In the West, the Pussy Riot cause has been taken up by everyone from Yoko Ono and Madonna to Daryl Hannah and Green Day. Benefits in London, New York, Los Angeles, and other cities raised money for the women, whose ordeal is viewed largely through a human rights lens; former Le Tigre and Bikini Kill singer Kathleen Hanna wrote on her blog in May that "the case illustrates the gross level of violations against human rights in Russia… The detained activists now need the support of the world's community."

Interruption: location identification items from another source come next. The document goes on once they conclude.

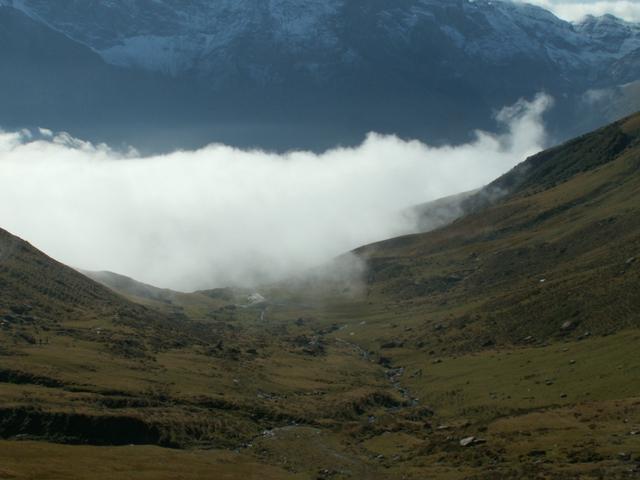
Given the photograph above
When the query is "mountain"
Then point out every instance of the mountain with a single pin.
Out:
(500, 345)
(299, 74)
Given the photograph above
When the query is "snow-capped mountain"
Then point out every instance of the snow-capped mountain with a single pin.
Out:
(419, 68)
(207, 37)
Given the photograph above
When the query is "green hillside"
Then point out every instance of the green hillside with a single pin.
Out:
(503, 345)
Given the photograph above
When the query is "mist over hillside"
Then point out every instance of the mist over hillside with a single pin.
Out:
(295, 74)
(220, 215)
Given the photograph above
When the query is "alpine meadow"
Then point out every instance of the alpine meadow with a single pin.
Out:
(319, 240)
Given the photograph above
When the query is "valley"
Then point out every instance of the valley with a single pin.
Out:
(502, 345)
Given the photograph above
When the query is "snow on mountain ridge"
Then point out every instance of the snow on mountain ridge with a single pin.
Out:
(178, 37)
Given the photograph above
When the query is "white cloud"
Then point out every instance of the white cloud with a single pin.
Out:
(575, 10)
(220, 215)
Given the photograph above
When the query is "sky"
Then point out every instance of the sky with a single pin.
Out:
(574, 10)
(222, 216)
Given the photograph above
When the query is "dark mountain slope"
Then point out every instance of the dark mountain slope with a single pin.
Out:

But in Russia the women's case is not as clear-cut, and the filmmakers — while ultimately sympathetic to the Pussy Riot cause — do nonetheless show the complexities of the situation. Under Communism, religion in the Soviet Union was essentially eradicated; the Cathedral where the women's protest takes place is actually a 1995 reconstruction of the original, which was destroyed by Stalin in 1931. Since the fall of Communism, the Orthodox Church has gradually rebuilt, gaining power and influence particularly under Putin. Older Russians, especially, have welcomed the Church's presence back into their lives. In several scenes, counter-protestors of Church sympathizers argue that the women's greatest crime is sacrilege. The Pussy Riot action on the altar of what many consider to be the most sacred space in the Russian Orthodox Church was too much for the Church, and therefore Putin, to ignore. "The Pussy Riot story was a big soap opera in Russia. Everyone talked about it, everyone followed it. Most people in Russia think they got what they deserved, or a lot of people do," says Pozdorovkin. "In Russia it was seen as purely religious act of hooliganism."

The links between the Orthodox priests and the levers of Russian power become clear in one of the film's most fascinating scenes, when the priests of the Russian Orthodox Church, who wear black T-shirts with skulls on them that say "Orthodoxy or Death," prepare for a counter-protest and refer to de facto leader Nadia — who was previously a minor celebrity in avant-garde Russian circles for her involvement in a performance art piece at the Biology Museum in Moscow, in which she participated in a public orgy while eight months pregnant — as a witch.

The priests' reaction to Nadia is indicative, it seems, of a culture that fears female power. Nadia declares that women should be allowed to be on the altar at the Cathedral and lead services. "Nadia's self-presentation is more narcissistic cocky artist, and she wears it really well," says Pozdorovkin.

The other women have also taken on particular roles. "Masha's the sort of philosophical, sort of whiny, holier-than-thou sort of thing — in a great way. She questions everyone's integrity in an interesting way," says Lerner. "Katia's a sort of militant feminist, hard-line politics. They're all very feisty in their ways, in different ways, which is what makes it a wonderful coincidence for filmmakers."

Now that HBO has bought the film, the directors might add more footage and re-edit parts of it. "There could possibly be more filming," says Pozdorovkin. "We could make it a bit longer."

"We certainly had incredibly limited time to prepare," says Lerner. "It's not that we're not pleased with it; it's that filmmakers could always use more time."